One of my favorite cds this time of year is the one by Andrew Peterson entitled Resurrection Letters. It is a handful of songs about Easter: the crucifixion and the resurrection. Peterson is a good storyteller, but he is also a good theologian. One of the songs on that cd is called He Rested.
He tells the story of the aftermath of the crucifixion. “So they took his body down. This man who said he was the resurrection and the life was lifeless in the ground.” And then Peterson notes that they laid his body in the grave on the Sabbath. Jesus died on Friday—Good Friday—and was buried on Saturday, the Jewish sabbath. I’ve heard Easter weekend noted like this: Good Friday, Silent Saturday, Resurrection Sunday.
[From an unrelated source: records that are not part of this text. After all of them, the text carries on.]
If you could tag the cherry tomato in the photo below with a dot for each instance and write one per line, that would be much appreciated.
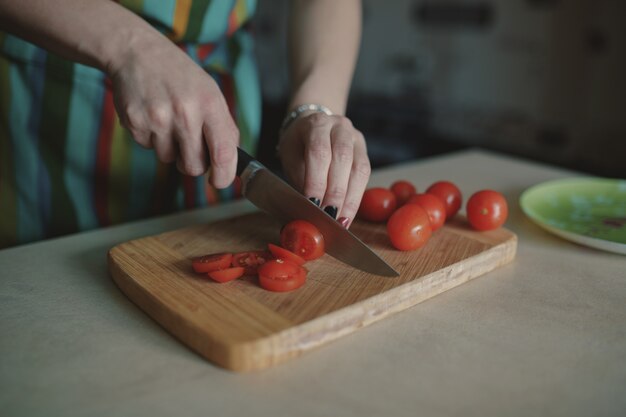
(282, 253)
(449, 194)
(228, 274)
(303, 239)
(377, 204)
(251, 260)
(403, 190)
(212, 262)
(409, 227)
(487, 210)
(434, 207)
(280, 275)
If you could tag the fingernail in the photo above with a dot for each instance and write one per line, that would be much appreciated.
(331, 211)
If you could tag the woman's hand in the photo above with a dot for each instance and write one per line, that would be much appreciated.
(172, 105)
(325, 158)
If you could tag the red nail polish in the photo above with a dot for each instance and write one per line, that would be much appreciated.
(344, 221)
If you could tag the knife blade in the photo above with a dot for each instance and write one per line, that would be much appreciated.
(271, 194)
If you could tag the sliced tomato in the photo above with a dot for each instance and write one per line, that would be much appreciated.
(251, 260)
(287, 255)
(280, 275)
(212, 262)
(225, 275)
(303, 239)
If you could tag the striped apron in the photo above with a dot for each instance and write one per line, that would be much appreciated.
(66, 163)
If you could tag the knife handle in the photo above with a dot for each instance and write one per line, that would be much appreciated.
(243, 160)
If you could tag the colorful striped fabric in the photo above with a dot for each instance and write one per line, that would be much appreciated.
(66, 164)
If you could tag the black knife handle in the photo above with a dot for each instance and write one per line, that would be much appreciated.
(243, 160)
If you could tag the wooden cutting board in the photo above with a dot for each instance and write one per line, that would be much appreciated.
(240, 326)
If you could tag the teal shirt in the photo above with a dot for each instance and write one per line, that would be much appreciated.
(66, 163)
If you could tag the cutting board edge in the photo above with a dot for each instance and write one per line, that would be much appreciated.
(184, 331)
(290, 343)
(282, 345)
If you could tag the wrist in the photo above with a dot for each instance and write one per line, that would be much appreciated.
(128, 45)
(303, 110)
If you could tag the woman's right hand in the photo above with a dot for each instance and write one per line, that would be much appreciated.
(172, 105)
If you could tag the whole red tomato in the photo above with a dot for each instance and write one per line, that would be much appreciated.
(377, 204)
(449, 194)
(434, 207)
(303, 239)
(403, 190)
(409, 227)
(487, 210)
(280, 275)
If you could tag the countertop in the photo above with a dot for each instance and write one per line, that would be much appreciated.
(544, 335)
Jesus was crucified on a Friday, and the Jewish leaders, who took no thought of having an innocent man executed, didn’t want his body hanging on a cross on their sabbath. Dead bodies could disqualify one from sabbath observances, and especially this one, since it was the Passover. Besides, it would be improper in polite society to have a dead body hanging on a cross during the highest holy days of the year. We wouldn’t want that to spoil our festivities. What would the children think!?
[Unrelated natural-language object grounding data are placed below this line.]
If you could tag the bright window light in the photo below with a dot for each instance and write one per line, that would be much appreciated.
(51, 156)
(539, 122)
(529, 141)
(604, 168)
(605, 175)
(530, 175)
So, Jesus’s dead body was taken off the cross and placed in a tomb, the tomb of Joseph of Arimathea. And Jesus was put in the tomb on Saturday, the seventh day of the week, the Jewish sabbath. And what is interesting is this. When God gave the Ten Commandments, he ordered that the sabbath was to be kept holy; it was to be set apart. God said that we were to do our work on the other six days, but we were to rest on the seventh. Why? This is what God did. “In six days, the Lord made heaven and earth, the sea, and all that is in them, and rested on the seventh day” (Exodus 20:8-11). God rested on the seventh.
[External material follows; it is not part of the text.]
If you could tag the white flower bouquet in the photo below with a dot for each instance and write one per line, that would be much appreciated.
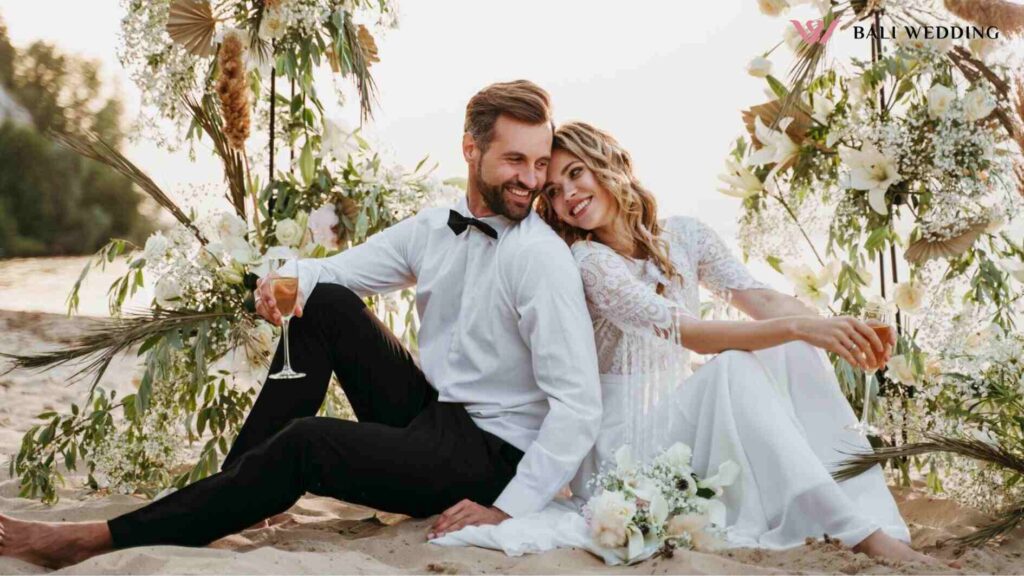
(640, 510)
And that’s what he did at Easter. One of Jesus’ last words, while hanging on that cross, was, “It is finished.” How true. When Jesus died, it was finished. Everything he came to do on earth was finished, complete. And the most important work that he came to do was not teach or heal, but die on the cross for the sins of his people. And when it was finished, God rested.
I think that is part of what Easter means—rest. Easter should bring spiritual rest. Easter says that the work is done, and now there is rest. Everything required for our salvation has been done; you can add nothing to it. And now we rest in what God has done for us on that cross. Jesus did the work on the sixth day—and all of the days leading up to it—and then he rested on the seventh. There is nothing else to be done, by us or by him.
And the rest that God promises, and that Jesus earned for us, begins now, though interrupted by sin and suffering, and will continue on through all eternity. The book of Hebrews says that “there remains a Sabbath rest for the people of God, for whoever has entered God’s rest has also rested from his works as God did from his” (4:9). There is an old hymn that says, “Lay your deadly doing down, down at Jesus’ feet; stand in Him, in Him alone, gloriously complete.” That’s the idea.
Easter means that we are not doers, but receivers. Doing will make you weary, but receiving will give you rest. When you work for a salary, there is labor and toil. When you receive a gift, all you do is open it and enjoy it. We will wear ourselves out when we try to do what God has already done for us, really when we try to do that which only God could do. But we will rest when we receive what Jesus has done for us on the cross.
And that also means this. If we are not experiencing rest, then it means that in some way we are trying to work for our salvation. If we are not resting, we are trying to add to what Christ has done. But when Jesus died and was laid in that tomb, on the seventh day, God rested. And we should too.